Outra grande conquista é o controle dos esfíncteres. Até bem pouco tempo atrás, por causa das fraldas de pano e da dificuldade em lavá-las, a criança atingia a idade de um ano e seis meses e, se coincidia com a estação do verão, a fralda era substituída pelo penico e a noturna ficava na dependência da criança amanhecer seca durante 15 dias seguidos. O processo era rápido e eficiente. Hoje, em função das fraldas descartáveis e, muitas vezes, da pouca disponibilidade do acompanhamento dos pais neste processo, vemos crianças grandes, com dois anos e seis meses a três anos, ainda usando fraldas. Quando a escola se propõe a participar do processo, os pais aceitam e se comprometem a fazer o mesmo em casa, o que, no entanto, só é feito na escola; em casa, principalmente nos fins de semana e quando vão sair de carro para passear, a fralda é recolocada. Imaginem o "nó" que fica na cabeça da criança: "quando será que posso fazer xixi e cocô nas calças?"; "será que é quando eu quero ou quando eles, os adultos, querem?"; "será que sou capaz de me controlar?"; "o que será que querem de mim?"; "o controle é meu ou é deles?"
A responsabilidade dos profissionais da área de saúde que intervêm direta ou indiretamente no desenvolvimento da criança não é só o de assegurar o crescimento físico saudável, mas o de orientar os pais no sentido de que crescimento e desenvolvimento envolvem independência e esta gera sentimentos de capacidade e segurança, levando-a a ter iniciativas, a ser capaz de tomar decisões, participando ativamente do seu meio sociocultural, aprendendo a utilizar-se de todas as suas capacidades. Para Piaget, "a criança estabelece relação com o exterior através da circulação entre as percepções (assimilação) e os movimentos (acomodação) e é o conjunto de adaptações que (na sua circulação materializada pela motricidade) irá transformar a inteligência prática (sensório-motora) em inteligência reflexiva (gnósica)".
Em 14 anos de experiência orientando uma pré-escola e no final de cada ano aplicando uma teste de desenvolvimento do perfil-motor em crianças de três a sete anos, foi verificado um grande aumento no desenvolvimento da coordenação e da velocidade manual, em detrimento da coordenação global, do equilíbrio e da dissociação dos movimentos.
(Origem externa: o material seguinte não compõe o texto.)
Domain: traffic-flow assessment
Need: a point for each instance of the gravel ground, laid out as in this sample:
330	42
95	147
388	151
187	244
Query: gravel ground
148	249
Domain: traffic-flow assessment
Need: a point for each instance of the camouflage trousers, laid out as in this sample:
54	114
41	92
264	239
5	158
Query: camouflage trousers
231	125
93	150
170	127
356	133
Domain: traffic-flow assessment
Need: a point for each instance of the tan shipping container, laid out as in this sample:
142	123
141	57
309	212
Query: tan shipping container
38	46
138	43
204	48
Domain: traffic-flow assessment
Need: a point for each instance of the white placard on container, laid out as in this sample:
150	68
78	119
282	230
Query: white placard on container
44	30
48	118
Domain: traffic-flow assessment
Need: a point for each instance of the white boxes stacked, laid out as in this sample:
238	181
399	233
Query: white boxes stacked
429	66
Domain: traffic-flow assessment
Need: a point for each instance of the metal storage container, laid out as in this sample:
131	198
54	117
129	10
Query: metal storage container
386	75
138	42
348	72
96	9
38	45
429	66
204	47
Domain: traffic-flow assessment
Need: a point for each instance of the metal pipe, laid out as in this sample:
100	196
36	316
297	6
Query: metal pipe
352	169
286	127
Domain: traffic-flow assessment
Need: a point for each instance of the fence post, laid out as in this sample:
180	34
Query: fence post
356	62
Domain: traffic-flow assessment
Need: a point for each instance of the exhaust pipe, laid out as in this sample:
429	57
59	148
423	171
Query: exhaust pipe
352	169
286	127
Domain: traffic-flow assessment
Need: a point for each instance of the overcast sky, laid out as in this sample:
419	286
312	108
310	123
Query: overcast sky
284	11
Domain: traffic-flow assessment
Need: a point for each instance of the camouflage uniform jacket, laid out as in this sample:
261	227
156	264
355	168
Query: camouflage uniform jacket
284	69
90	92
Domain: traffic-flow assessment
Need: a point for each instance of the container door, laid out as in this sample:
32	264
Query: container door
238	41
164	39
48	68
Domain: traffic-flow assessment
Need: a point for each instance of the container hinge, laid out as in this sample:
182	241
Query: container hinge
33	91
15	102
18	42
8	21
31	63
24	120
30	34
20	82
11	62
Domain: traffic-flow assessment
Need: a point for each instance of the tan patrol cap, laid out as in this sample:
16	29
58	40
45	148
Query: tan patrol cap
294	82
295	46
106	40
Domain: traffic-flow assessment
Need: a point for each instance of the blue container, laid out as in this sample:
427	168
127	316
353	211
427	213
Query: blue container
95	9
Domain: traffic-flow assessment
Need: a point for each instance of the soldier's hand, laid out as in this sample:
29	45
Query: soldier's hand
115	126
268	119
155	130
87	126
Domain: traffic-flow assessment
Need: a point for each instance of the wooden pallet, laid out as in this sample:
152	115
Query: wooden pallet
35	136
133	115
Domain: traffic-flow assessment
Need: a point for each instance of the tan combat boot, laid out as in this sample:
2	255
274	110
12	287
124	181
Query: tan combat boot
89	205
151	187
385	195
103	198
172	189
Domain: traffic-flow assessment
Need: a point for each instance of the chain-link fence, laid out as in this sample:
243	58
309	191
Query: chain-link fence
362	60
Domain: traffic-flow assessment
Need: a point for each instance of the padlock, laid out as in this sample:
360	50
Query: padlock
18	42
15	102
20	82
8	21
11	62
Como as crianças ficam confinadas em apartamentos, sentados em frente a uma televisão ou no comando de um videogame ou computador, o que se desenvolve prematuramente são as mãos, que deveriam ser as últimas, já que uma das leis do nosso desenvolvimento neurológico é céfalo-caudal e próximo-distal, implicando numa série de não aquisições fundamentais para a aprendizagem da leitura e escrita e da organização do pensamento formal: as percepções (visual, auditiva, olfativa, gustativa e tátil), fundamentais para a assimilação do mundo externo; a coordenação motora global e o equilíbrio, importantes para o desenvolvimento espaço-temporal, interferindo nos processos de análise e síntese, na interiorização do esquema corporal que regula toda a noção de ser alguém independente e atuante e na concentração e atenção, responsáveis por diferenciar o real da fantasia e apreender as funções do pensamento mais elaboradas, como comparação, classificação, levantamento de hipóteses, suposições etc.